January and February is the time for base miles.
Myself, I think cycling—of the three disciplines we do—is the most important for the aerobic base achieved during this time for a couple of reasons.
It is hard to get hurt cycling if you are doing it technically correctly, and so long as you aren't crashing. Cycling is curative. It is non-ballistic, and is not the ache-producing, joint-pounding, muscle-knotting, imbalance-producing activity that running often can be.
When you are on the bike you are building an endurance and muscular base that will aid you in all three endurance disciplines in which you are engaged.
Also, physiologically, there is no other way to spend four or five hours exercising. You can't do that running or swimming. So you'll build an endurance base, which is useful for both of the other two disciplines, without damaging yourself.
But you have to make sure you are taking care of yourself properly in these early weeks and months. The most important thing is to be properly positioned on your bike. You'll also want to take care to keep your cadence up to somewhere between 80 bpm on the very low end to a high of 95 bpm.
Pile in the miles. Go for it. Do a President's Day ride. Get a couple of your buddies and go for three days over that weekend, 80 or 100 miles each day. You'll want to do these three- or four-day bike jaunts once every couple of months, by the way, and one way to get this into your schedule is to take your vacation days one at a time, like a Friday every other month or so.
It is nigh unto impossible to do an Ironman (which is probably what you want to do, right?) without some really big weeks on the bike. It is impossible to contemplate a 350- or 400-mile bike week if you think of it overlaid on your regular work week. But 300 miles over a three-day-weekend makes a 400-mile week within reach. And this is how you should be spending your pre-season, doing weeks just like this, at a very low level of effort.
I don't believe in doing the same sort of schedule week-in and week-out. I prefer to gang up miles in one event during a week, and a lot of pro athletes approach their training this way. Once a month is enough for your big bike week. Perhaps 200 miles, perhaps double that; and if you're a top-level male Ironman pro, perhaps almost triple that.

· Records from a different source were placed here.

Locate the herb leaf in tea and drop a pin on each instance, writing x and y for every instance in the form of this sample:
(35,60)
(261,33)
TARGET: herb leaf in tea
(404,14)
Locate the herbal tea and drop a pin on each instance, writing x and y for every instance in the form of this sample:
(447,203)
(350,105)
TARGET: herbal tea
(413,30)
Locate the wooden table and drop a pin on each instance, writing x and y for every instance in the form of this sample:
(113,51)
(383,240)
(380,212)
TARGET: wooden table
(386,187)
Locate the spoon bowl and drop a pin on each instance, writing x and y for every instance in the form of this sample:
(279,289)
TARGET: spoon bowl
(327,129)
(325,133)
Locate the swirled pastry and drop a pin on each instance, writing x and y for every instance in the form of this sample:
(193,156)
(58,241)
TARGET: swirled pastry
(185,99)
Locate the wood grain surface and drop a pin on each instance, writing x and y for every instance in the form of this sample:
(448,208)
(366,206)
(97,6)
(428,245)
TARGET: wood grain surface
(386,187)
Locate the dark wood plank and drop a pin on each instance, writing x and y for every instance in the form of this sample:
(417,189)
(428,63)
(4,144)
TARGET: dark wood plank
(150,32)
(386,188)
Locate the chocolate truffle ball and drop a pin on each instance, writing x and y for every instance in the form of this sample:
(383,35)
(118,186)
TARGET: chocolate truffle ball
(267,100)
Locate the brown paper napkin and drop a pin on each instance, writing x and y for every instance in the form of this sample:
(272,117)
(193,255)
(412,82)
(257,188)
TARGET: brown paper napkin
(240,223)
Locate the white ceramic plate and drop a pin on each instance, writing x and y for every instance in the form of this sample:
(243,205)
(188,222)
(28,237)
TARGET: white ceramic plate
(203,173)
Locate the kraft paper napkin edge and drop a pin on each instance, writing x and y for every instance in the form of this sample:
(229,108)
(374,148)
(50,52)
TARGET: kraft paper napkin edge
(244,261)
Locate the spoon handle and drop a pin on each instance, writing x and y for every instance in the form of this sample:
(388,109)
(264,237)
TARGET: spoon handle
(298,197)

But on that week the running will be almost nil, as will the swimming. On your big run week—and big depends on what sort of runner you are; a top pro who's been doing it for a while might do 80 miles, another might do 50—you will not ride much at all, but you'll perhaps swim quite a bit, since running just doesn't take that long. And, of course, swimming can be another of those therapeutic and healing activities, somewhat ameliorating the damage you do during your runs.

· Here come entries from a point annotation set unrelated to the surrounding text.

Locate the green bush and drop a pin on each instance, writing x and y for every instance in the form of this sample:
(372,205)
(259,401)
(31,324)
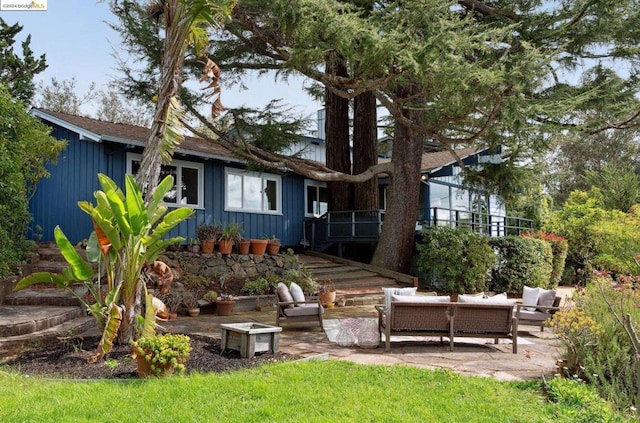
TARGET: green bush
(261,286)
(521,261)
(579,402)
(598,238)
(25,146)
(456,261)
(559,250)
(610,364)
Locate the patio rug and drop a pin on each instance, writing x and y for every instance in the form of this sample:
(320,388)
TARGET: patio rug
(333,326)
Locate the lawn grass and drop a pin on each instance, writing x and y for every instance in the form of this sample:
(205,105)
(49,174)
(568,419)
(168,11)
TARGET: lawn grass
(286,392)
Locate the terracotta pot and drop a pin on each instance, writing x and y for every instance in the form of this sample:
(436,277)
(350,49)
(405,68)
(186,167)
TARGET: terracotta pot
(258,246)
(243,247)
(144,368)
(224,308)
(225,246)
(327,297)
(208,246)
(273,248)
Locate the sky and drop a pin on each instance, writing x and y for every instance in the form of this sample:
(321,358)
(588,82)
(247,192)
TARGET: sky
(78,43)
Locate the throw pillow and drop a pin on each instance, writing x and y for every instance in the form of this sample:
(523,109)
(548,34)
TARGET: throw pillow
(388,292)
(284,295)
(296,292)
(546,298)
(499,299)
(530,297)
(420,299)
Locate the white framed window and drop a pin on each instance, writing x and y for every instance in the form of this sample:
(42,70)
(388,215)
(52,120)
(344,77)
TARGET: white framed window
(188,177)
(316,198)
(252,192)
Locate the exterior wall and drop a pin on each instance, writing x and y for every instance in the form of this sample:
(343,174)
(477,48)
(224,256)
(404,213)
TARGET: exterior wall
(74,178)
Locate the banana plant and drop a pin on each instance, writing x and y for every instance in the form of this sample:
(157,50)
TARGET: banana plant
(129,236)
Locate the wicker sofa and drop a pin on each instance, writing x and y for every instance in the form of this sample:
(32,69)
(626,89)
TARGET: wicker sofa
(447,319)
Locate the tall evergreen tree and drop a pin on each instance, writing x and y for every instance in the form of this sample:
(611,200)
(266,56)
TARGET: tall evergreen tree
(16,72)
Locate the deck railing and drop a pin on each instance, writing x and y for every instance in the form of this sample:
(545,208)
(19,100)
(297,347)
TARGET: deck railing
(366,225)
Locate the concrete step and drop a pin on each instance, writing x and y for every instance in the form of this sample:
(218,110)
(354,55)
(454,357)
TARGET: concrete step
(24,320)
(42,297)
(12,345)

You are possibly on a master's swim team, and that's a good thing. But master's swimmers only swim. That is the beginning and the end of their glory. They aren't going out for a bike or a run afterward. They're quite happy to take you out of your target heart rate. It is impossible to do the "main set" and also keep your pulse below 70 percent of your max.
So realize that during these early winter months you'll have to cool your jets in the pool. Go to the back of the line. Go down a lane. Do lap-swim if you have to. But resist the urge to duke it out. Well, OK, you can duke it out once a week, maybe. But on the other days just do the laps.

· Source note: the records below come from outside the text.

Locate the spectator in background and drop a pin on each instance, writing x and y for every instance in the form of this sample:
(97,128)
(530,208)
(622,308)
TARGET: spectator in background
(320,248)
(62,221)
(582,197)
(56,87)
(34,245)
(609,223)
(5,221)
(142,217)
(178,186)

Here's something else to keep in mind:
I was talking to Tim DeBoom just two weeks before his third-place finish in Hawaii in '99. He said something that is so very true, it showed insight, and it is to his credit that he realized it. The previous years, as he was getting better and finishing higher, were not spent training for Hawaii, he said. They were spent training to be able, finally, to be able to train for Hawaii.
It is hard to do the training required to do an Ironman. You can't do Ironman training your first year. You can train to finish it. But you can't train to do your best Ironman until, perhaps, your fifth year.
It takes a lot of base miles in the early season, many seasons in a row. You're starting now. Doing it right means doing it one step at a time. Today's step is long slow base miles.